Single by Johnny Thunders

from the album So Alone
- B-side: "Hurtin'"
- Released: September 22, 1978
- Recorded: 1978
- Studio: Basing Street, London
- Genre: Punk rock
- Length: 3:48
- Label: Real ARE3
- Songwriter: Johnny Thunders

Johnny Thunders singles chronology
|  | "You Can't Put Your Arms Around a Memory" (1978) | "Dead or Alive" (1978) |

= You Can't Put Your Arms Around a Memory =

"You Can't Put Your Arms Around a Memory" is a song released in 1978 by Johnny Thunders, appearing on his debut solo album So Alone and as a single taken from the album. Both the song and album include the guitar work of Peter Perrett of the Only Ones. The title was taken from a line in the "Better Living Through TV" episode of the sitcom The Honeymooners (1955–1956). It is considered by many to be his signature song.

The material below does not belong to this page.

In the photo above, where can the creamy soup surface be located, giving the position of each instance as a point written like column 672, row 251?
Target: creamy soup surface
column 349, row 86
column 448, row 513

The ballad has been interpreted to be about Thunders' heroin addiction, or about his romance with Sable Starr. However, according to Nina Antonia's biography Johnny Thunders...In Cold Blood, the song was written years before he was a member of the New York Dolls and before he ever tried heroin.

== Covers ==
- Giant Sand released an up-tempo version of the song on their 1986 album Ballad of a Thin Line Man.
- Guns N' Roses covered the song on their 1993 album "The Spaghetti Incident?". All the instruments on this version were performed by Duff McKagan.
- Ronnie Spector covered the song on her 1999 EP She Talks to Rainbows and her 2006 album The Last of the Rock Stars (featuring Joey Ramone).
- In 2019, Hollywood Vampires released a version of the song on their album Rise.
- Billie Joe Armstrong of Green Day covered the song on his 2020 album No Fun Mondays.

== Use in other media ==
- The song appears in the 2005 documentary New York Doll, about Thunders's New York Dolls bandmate Arthur Kane.
- A cover of the song played by show music director Michael Ruffino and Ariane Bourdain was used in 2018 as the music for the closing montage of the final episode of Anthony Bourdain: Parts Unknown following host Anthony Bourdain's death.